White House officials are not saying what Bush's $2.5 trillion 2006 budget will propose saving from such programs, which comprise the biggest and fastest growing part.

But lobbyists and lawmakers' aides, speaking on condition of anonymity, say he will focus on Medicaid, the health-care program for low-income and disabled people. Medicaid costs are split between Washington and the states.

Many expect him to propose giving states more flexibility in using the $180 billion in federal Medicaid funds each year, but to limit the program's growth on a per-patient basis — in effect forcing the states to find ways to save money.

Bush may also propose trimming doctors' reimbursements or weeding fraud from Medicare, the health insurance system for the elderly and disabled, the aides and lobbyists said.

He may seek savings from agriculture and other benefit programs as well in the spending blueprint he will send to Capitol Hill on Feb. 7.

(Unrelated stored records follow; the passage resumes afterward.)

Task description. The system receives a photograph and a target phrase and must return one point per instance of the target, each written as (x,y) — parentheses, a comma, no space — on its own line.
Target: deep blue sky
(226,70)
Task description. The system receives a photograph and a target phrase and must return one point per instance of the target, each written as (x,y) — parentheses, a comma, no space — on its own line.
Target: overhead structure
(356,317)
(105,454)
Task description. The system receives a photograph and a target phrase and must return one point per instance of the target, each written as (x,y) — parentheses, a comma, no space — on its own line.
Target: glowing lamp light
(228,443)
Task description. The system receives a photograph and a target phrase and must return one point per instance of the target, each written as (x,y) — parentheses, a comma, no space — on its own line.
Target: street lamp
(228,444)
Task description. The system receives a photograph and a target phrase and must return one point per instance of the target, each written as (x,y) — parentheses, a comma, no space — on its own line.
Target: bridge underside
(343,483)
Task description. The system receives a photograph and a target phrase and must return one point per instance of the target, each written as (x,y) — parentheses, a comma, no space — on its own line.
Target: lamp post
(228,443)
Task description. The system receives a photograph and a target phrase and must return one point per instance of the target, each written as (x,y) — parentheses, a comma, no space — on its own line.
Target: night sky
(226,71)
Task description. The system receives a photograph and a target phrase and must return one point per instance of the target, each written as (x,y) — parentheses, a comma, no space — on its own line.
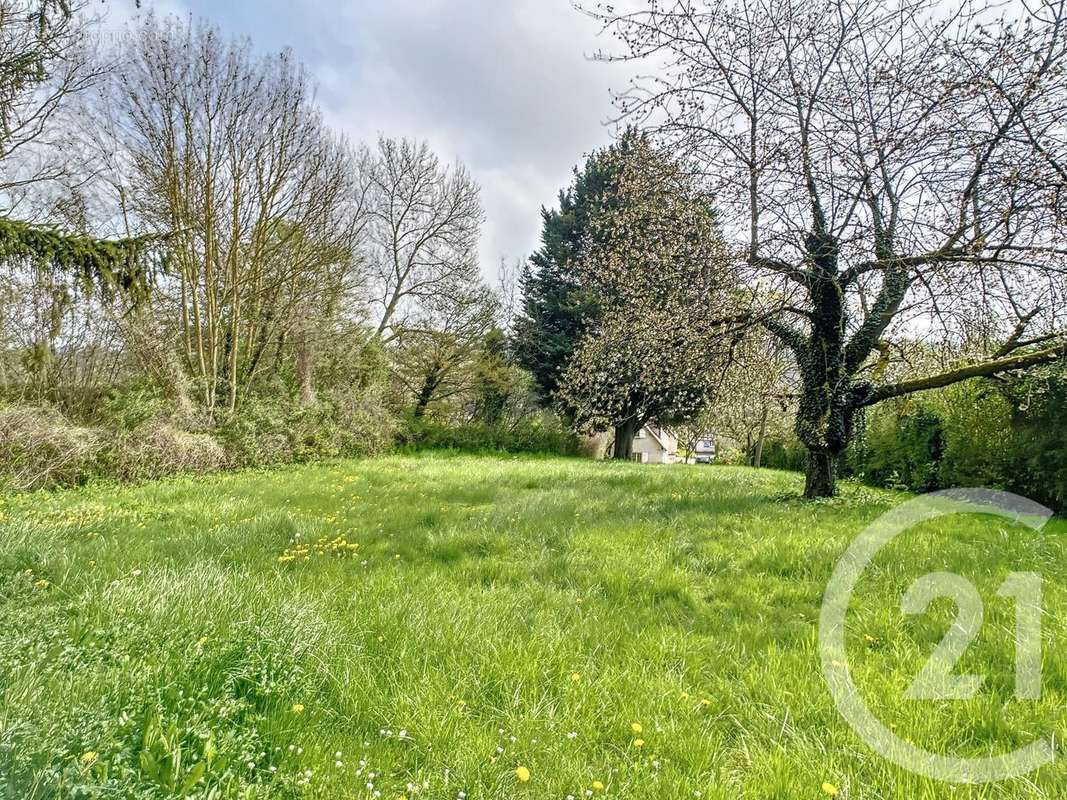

There has not been a serious effort to pluck savings from such programs — called entitlements because the benefits go automatically to anyone who qualifies — since 1997.

After two straight record federal deficits that peaked at $412 billion last year, many Republicans are eager to constrain government spending by curbing the growth of benefits. By law such programs, which consume nearly two-thirds of the budget, grow to keep pace with inflation and ever-larger numbers of recipients.

Conservatives — including the chairmen of the House and Senate budget committees, Rep. Jim Nussle, R-Iowa, and Sen. Judd Gregg, R-N.H. — may want to go even further than whatever savings Bush proposes. Many of them consider Bush's goal of halving the budget deficit by 2009 too timid, and see the coming retirement of the 76 million baby boomers as threatening to snowball federal spending.

"There's this demographic tidal wave coming at us," Gregg said in a recent interview. "We've got to adjust our retirement structure to maintain a strong program for retirees" while making sure younger people won't "be taxed to the point where their lifestyle is significantly reduced."

Other Republicans, recalling past Democratic attacks when such programs were targeted, are wary. Veteran Rep. Christopher Shays, R-Conn., said many lawmakers would support such cuts if they would balance the budget in the short term but would be unwilling to "take a big hit" for incremental deficit reduction.

By proposing an overhaul this year of Social Security (search), the biggest benefit program at more than $500 billion annually, Bush has asked GOP lawmakers to risk angering senior citizens worried about the retirement and pension program.

Simultaneously pursuing savings from other programs would only increase many legislators' heartburn.

They would face the wrath of doctors — major GOP contributors — should Bush propose limiting the Medicare payments physicians receive. Governors of both parties are already trying to head off any effort to trim Medicaid, while farmers, veterans and other groups would be sure to combat any efforts to curtail their benefits.

"It's obviously going to be a very difficult lift," Nussle said recently.

"Everyone has a program, everyone has a constituency, everyone has a point where they lose their courage to reform a government that is too big," he said. "Republicans need to wake up. You can't have tax cuts without spending restraint and get to a balanced budget."

Among the fastest growing benefits is Medicare, which increased by an estimated 8.1 percent last year and is projected to pass $320 billion this year. Bush is considered unlikely to seek major savings from a program to which he and lawmakers added expensive prescription drug benefits less than two years ago.

According to Congressional Budget Office estimates last fall, Medicaid spending grew by 9.4 percent while Social Security costs expanded by 4.5 percent.

The budget office projected last September that this year's deficit will hit $348 billion, and stay in the $300 billion range through 2010. The office plans to release its newest estimates on Tuesday.

In 1997 President Clinton and the GOP-run Congress enacted a compromise aimed at balancing the budget in five years. Most of the $130 billion in five-year savings came from reducing health providers' Medicare reimbursements.

That deal capped two years of battling in which Democrats criticized then-House Speaker Newt Gingrich, R-Ga., for proposing Medicare savings. Republicans suffered losses at the polls due to that clash, and Gingrich said in an interview this week that for Bush to prevail this time, he will have to persuade voters to support his proposed savings.